On Friday Feb 10, behavioral-change in the stock market rocked the Richter.
Stocks themselves seem rather to be rocking the Casbah, Clash-style (obligatory Grammy Awards Week musical reference, and showing my age I reached back to 1982). Plus it’s that time again: Options expire today through Friday.
Naturally, Janet Yellen picked this week to tell the market – I say “tell” loosely since her utterances are so inscrutable that we’re left to construe and guess – a rate-hike is coming.
I find it troubling that the regulator of the world’s most important banking system appears to be ignorant of how markets work. Why hint at momentous monetary matters two days before volatility bets lapse? Then again, maybe it’s purposeful.
And far easier than ruminating on Chair Yellen’s comments for signals is checking the Fed’s balance sheet. Want to know if the Fed will raise rates? Look for big moves in either Reverse Repurchases or Excess Bank Reserves.
Let me interrupt here: Investor-relations folks and investors, I return to the Fed theme because it remains the linchpin of the market. We’ll make it an intriguing visit!
On the Fed’s balance sheet, sure enough – big changes. Excess Reserves have risen from about $1.8 trillion in January to $2.2 trillion last week (huge numbers, yes. For the 20 years before the financial crisis, excess reserves averaged about $10 billion).
That’s a $400 billion push, almost as big as the $500 billion the Fed heaved at the market last January and February when it was collapsing under the weight of the mighty buck following the Fed’s first rate-hike in ten years.
You can hardly remember, right? Back then, the top price-setter (followed by Fast Trading) was Asset Allocation – selling by indexes and ETFs jammed up at the exits.
It stopped because the buck didn’t. The dollar fell. When the dollar weakens, stocks generally rise because they are denominated, like oil, in dollars. Smaller dollar, bigger price.
And vice versa. The dollar strengthened ahead of the 1987 stock market crash. Ditto the Internet Bubble. In May 2010, the dollar rose right ahead of the famed Flash Crash. Last January’s swoon? The dollar surged in November and December with the rate-hike.

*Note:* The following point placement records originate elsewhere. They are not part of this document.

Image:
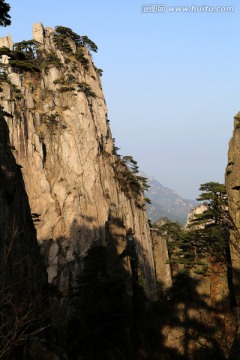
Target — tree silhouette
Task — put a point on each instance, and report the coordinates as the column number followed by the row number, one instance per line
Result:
column 5, row 18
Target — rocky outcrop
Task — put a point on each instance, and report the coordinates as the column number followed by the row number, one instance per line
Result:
column 232, row 178
column 21, row 266
column 76, row 183
column 20, row 258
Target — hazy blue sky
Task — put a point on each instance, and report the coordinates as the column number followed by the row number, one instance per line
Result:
column 171, row 80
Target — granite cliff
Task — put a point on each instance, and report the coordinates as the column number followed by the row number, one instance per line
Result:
column 80, row 191
column 232, row 178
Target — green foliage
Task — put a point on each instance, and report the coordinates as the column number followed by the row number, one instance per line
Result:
column 62, row 36
column 23, row 65
column 66, row 89
column 99, row 71
column 89, row 43
column 81, row 58
column 100, row 315
column 66, row 33
column 5, row 51
column 84, row 87
column 207, row 235
column 23, row 57
column 51, row 59
column 52, row 122
column 147, row 200
column 5, row 18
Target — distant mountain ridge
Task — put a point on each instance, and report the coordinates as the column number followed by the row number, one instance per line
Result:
column 167, row 203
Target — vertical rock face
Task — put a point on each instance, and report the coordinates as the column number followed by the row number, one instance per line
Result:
column 75, row 182
column 20, row 261
column 21, row 266
column 233, row 189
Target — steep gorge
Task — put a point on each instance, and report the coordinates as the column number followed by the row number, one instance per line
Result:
column 76, row 183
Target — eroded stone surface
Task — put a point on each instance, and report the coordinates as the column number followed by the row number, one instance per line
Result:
column 64, row 144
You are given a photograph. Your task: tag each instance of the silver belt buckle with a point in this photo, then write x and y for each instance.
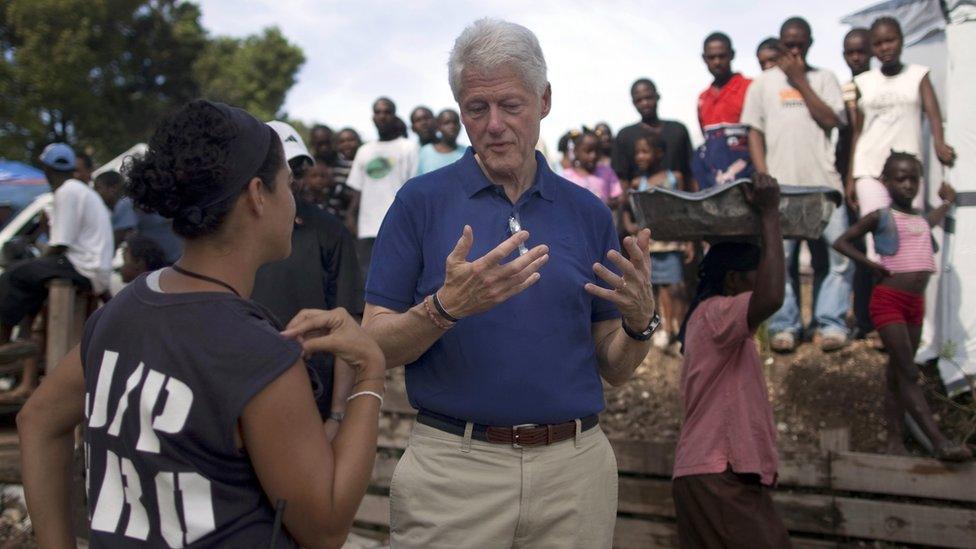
(515, 428)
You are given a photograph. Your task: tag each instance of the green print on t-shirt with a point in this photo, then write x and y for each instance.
(379, 167)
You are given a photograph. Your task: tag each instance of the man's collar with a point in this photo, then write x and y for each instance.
(474, 180)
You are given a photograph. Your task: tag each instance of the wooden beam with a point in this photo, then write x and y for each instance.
(60, 321)
(904, 476)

From Mar 2009 until Aug 2014 the dollar was weak as the Fed trampled it, and stocks, commodities, bonds, housing and so on all rose. Then abruptly in latter 2014 the Fed stopped beefing up dollar-supplies. Stocks statistically flatlined till Nov 9 last year. The Dow was 18,000 in Dec 2014 and 17,888 Nov 4, 2016.
Since the Fed is no longer creating new dollars rapidly by buying debt, it instead moves money into or out of the counted supply. Excess reserves increase the counted supply of money, which decreases dollar-value. And yup, from early January to last week, the dollar dropped 4% (using the DXY, the dollar-futures contract from The ICE).
Why does that signal a rate-hike? Because increasing interest rates is akin to reducing the supply of money. The Fed hopes the yin of bigger reserves will mesh with the yang of higher rates and stop the buck in the middle.
But the buck is back up 2% already. We come to the Richter move I mentioned to start. We track the four big reasons people buy and sell stocks. From Nov 9 to Feb 9 as stocks soared, the leading price-setter was Active Investment. Rational people are bullish on American economic prospects.
But the Number Two price-setter is Risk Management – portfolio leverage with derivatives. And it’s nearly as big as Active Investment. Investors are buying the present and betting on the future, which means both present and future back current stock-prices.
The problem arises if the future isn’t what it used to be, to paraphrase Yogi Berra. And one axiom of Market Structure is that behavioral volatility precedes price volatility. Much like clouds gather before a storm.
On Feb 10 clouds formed. Risk Management marketwide jumped almost 18%. It’s unusual to see a double-digit move in any behavior, and this is among the biggest one-day moves we’ve ever seen for Risk Management. Is money questioning the future?
It came right ahead of the Grammys. And more importantly, before Options Week and Janet Yellen. Were we monitoring the Ring of Fire for seismic events, we’d be predicting a temblor.
Of course, in the same way that seismic activity doesn’t mean The Big One is coming, it might be nothing. But stocks are near a statistical top in our 10-point Behavioral Sentiment Index again and the buck is rising toward a March rate-increase. Sooner or later, the present and the future will clash.
Life will go on. And we’ll be measuring the data.